Frank
Frank

Reputation: 25

Could you give me some guidance on how to efficiently design an assembly language program?

I'm a CS student at university, and I'm supposed to develop a MIPS assembly language program for an exam, but I do have a hard time designing it, especially when it comes to assigning registers, following calling conventions, saving registers on stack... It all seems to get pretty confusing and overwhelming rather fast, I lose track!

I don't have a problem figuring out, at least conceptually, an algorithm to solve a specific problem. It has more to do with the bigger picture, the overall structure and design of the project.

In light of this, could you point out a pattern, give tips or best practices to follow to sort everything out prior to actually writing code, so I don't lose myself in the process?

Upvotes: 0

Views: 537

Answers (2)

CrustyCrustecean
CrustyCrustecean

Reputation: 30

MIPS is a very unique language compared to other high level languages like Java OR Python, so it takes some time to get used to it. The way I would recommend about going with program development in MIPS is by doing the following:

  1. Make sure you understand and memorize each MIPS instruction that your professor has informed you about or that you know you will be tested on. Understand that MIPS has no if statements so you must create them all from scratch.
  2. Make sure you understand what data types each register can be loaded with, $t, $s etc.
  3. If you cannot do the first 2 steps, it will be near impossible to create an effective program in MIPS. So the next step is getting some scrap paper or a part of the exam where you can write on and start jotting down what you want your program to do, consider all the MIPS instructions you have and attempt to realize which instruction suits best for each task. Consider if you need to create any if statements or loops and use the appropriate branch or jump instruction. I truly believe it comes down to memorizing and truly understanding what each instruction does and which registers to accompany it with to develop good MIPS code.

Upvotes: 0

Erik Eidt
Erik Eidt

Reputation: 26646

Generally speaking, what I recommend for the efficient design of assembly language code is the following steps:

Write out the algorithm in C and run it and test it to make sure it works.  Then translate that to assembly language rather mechanically and without gratuitous changes.

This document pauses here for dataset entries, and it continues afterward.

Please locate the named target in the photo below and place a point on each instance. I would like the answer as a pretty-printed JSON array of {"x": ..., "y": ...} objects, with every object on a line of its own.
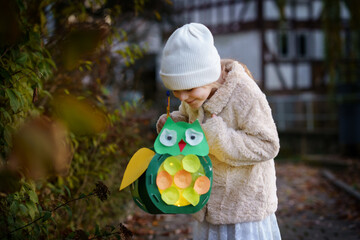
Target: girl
[{"x": 240, "y": 131}]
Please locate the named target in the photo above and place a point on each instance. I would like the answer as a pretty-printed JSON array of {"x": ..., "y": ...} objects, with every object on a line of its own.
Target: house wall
[{"x": 244, "y": 47}]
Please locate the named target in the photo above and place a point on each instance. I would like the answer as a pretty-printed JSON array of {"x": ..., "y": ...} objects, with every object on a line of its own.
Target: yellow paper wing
[{"x": 136, "y": 166}]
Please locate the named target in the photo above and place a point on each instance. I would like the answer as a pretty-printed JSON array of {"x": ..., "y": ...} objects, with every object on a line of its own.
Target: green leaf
[
  {"x": 97, "y": 230},
  {"x": 22, "y": 58},
  {"x": 22, "y": 208},
  {"x": 4, "y": 74},
  {"x": 67, "y": 190},
  {"x": 68, "y": 209},
  {"x": 14, "y": 102},
  {"x": 32, "y": 209},
  {"x": 6, "y": 115},
  {"x": 8, "y": 135},
  {"x": 46, "y": 216},
  {"x": 33, "y": 196},
  {"x": 14, "y": 207}
]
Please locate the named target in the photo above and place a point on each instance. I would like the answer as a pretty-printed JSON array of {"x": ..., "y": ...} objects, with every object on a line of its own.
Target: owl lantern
[{"x": 177, "y": 177}]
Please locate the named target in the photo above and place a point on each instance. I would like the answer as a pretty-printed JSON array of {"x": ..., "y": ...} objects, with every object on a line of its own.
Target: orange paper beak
[{"x": 182, "y": 144}]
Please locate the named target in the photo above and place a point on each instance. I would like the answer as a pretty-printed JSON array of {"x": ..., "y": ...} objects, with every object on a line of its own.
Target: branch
[{"x": 53, "y": 210}]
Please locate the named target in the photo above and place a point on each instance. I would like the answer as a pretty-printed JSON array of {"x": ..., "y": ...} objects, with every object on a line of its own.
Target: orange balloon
[
  {"x": 163, "y": 180},
  {"x": 202, "y": 185},
  {"x": 182, "y": 179}
]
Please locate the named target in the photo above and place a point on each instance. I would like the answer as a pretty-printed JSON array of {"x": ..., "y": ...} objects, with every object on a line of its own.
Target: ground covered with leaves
[{"x": 310, "y": 207}]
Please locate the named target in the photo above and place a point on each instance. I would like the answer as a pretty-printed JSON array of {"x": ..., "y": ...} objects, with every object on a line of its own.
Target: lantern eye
[
  {"x": 193, "y": 137},
  {"x": 168, "y": 137}
]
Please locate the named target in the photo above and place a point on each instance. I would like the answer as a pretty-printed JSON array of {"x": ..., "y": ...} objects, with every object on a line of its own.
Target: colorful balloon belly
[{"x": 147, "y": 195}]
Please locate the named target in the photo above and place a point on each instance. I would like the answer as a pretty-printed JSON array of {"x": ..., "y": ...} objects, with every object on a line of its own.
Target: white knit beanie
[{"x": 190, "y": 58}]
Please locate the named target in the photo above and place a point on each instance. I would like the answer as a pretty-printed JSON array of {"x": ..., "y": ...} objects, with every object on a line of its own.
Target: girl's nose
[{"x": 182, "y": 95}]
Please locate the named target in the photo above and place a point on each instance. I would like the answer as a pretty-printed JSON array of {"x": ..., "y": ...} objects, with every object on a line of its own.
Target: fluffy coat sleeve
[{"x": 245, "y": 132}]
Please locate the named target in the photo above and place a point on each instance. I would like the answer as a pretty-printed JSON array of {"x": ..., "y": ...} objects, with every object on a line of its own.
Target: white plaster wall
[
  {"x": 318, "y": 52},
  {"x": 317, "y": 8},
  {"x": 272, "y": 79},
  {"x": 303, "y": 72},
  {"x": 271, "y": 11},
  {"x": 244, "y": 47},
  {"x": 251, "y": 14}
]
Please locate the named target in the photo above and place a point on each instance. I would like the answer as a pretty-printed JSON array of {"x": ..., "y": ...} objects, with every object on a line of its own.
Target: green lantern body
[
  {"x": 178, "y": 177},
  {"x": 147, "y": 196}
]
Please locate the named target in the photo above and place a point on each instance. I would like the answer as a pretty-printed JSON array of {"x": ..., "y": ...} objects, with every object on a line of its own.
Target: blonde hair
[{"x": 224, "y": 72}]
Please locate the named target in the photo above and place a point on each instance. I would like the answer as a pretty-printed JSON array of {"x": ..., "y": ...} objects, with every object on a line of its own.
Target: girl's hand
[{"x": 161, "y": 122}]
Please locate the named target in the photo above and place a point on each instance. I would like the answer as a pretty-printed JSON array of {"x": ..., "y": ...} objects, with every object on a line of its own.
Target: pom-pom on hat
[{"x": 190, "y": 58}]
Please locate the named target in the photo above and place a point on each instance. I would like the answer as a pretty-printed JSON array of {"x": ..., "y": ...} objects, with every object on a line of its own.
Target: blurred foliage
[{"x": 60, "y": 134}]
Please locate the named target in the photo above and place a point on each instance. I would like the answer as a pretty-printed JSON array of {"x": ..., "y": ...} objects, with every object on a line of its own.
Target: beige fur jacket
[{"x": 243, "y": 141}]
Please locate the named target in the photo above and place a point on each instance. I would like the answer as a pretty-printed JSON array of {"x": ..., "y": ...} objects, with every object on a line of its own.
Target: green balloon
[
  {"x": 172, "y": 165},
  {"x": 191, "y": 163}
]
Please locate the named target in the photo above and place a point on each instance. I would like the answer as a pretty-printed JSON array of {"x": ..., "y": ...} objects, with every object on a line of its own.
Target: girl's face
[{"x": 195, "y": 97}]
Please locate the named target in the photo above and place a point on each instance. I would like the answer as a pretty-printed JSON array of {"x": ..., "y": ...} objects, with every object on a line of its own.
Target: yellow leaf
[{"x": 136, "y": 166}]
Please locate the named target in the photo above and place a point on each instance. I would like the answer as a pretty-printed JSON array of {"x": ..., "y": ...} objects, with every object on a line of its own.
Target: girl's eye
[
  {"x": 168, "y": 137},
  {"x": 193, "y": 137}
]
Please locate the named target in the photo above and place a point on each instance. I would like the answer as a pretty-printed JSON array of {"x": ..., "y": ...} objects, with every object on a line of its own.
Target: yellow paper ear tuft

Developing an algorithm directly in assembly is hard, and, fixing algorithm bugs in assembly is not a lot of fun, in part because what might appear as a small change in the algorithm can have a dramatic effect on the assembly code.

Many have the urge to make improvements in a given algorithm for assembly — resist that — go back and make those same improvements in the C version, then test to make sure it still works.

Your C code may contain data structures, global data, and functions having statements and expressions.

For statements, convert control flow structures to if-goto-label form.  C supports if-goto-label.  You can substitute each structured statement (if,while,for) for something using if-goto-label.  You can do this in any order, too, one structured statement converted at a time to if-goto-label, and still test the resulting C code to make sure it continues working.

Also, simplify all if-goto statements, e.g. such that you have removed &&s and ||s.  This means splitting conjuctions and disjunctions into multiple if-goto statements.

Translate complex expressions into assignments connected by short-lived variables, so as to expose and make explicit these short-lived variables.  For example, in return fib(n-2) + fib(n-1), we can introduce temporary variables to hold the function call result: int t1 = fib(n-2); int t2 = fib(n-1); return t1+t2.  This makes clearer that we need some temporary variables, and that one of these, t1, is live across a function call so needs different physical storage (of call-surviving duration) than t2, which only needs short-term storge.

Once you have that, you can begin translation of the C to assembly.

During translation of C code to assembly, first translate data structures (if needed), then translate global data, then translate functions.

For functions, translate parameters & all local variables (assign variables to registers or memory).  Assigning storage for variables requires an analysis of how the variables are used by the function implementation.

Formal parameters are relatively easy, they follow the calling convention.  However, you need to perform an analysis on the usage of formal parameters and local variables within the function itself.  Any variable that is live across a function call will need some help from memory to survive those function calls.  If a formal parameter, that on function entry is in a parameter register and this variable is live across a function call, it will have to be moved to a safe place.  Any variables that are not live across a function call can be left in parameter and/or use temporary registers.

Then translate statements, then translate the expressions in those statements (e.g. assignments, conditional test, function calls).  Keep the order of the exiting C code and translate piece parts in the same orientation in assembly as they are in the C code.  Your code will already be in if-goto-label form so just take that rather directly to assembly language.


Each of these steps are, individually, fairly small, and can be mastered by following the proper rules and equivalence patterns.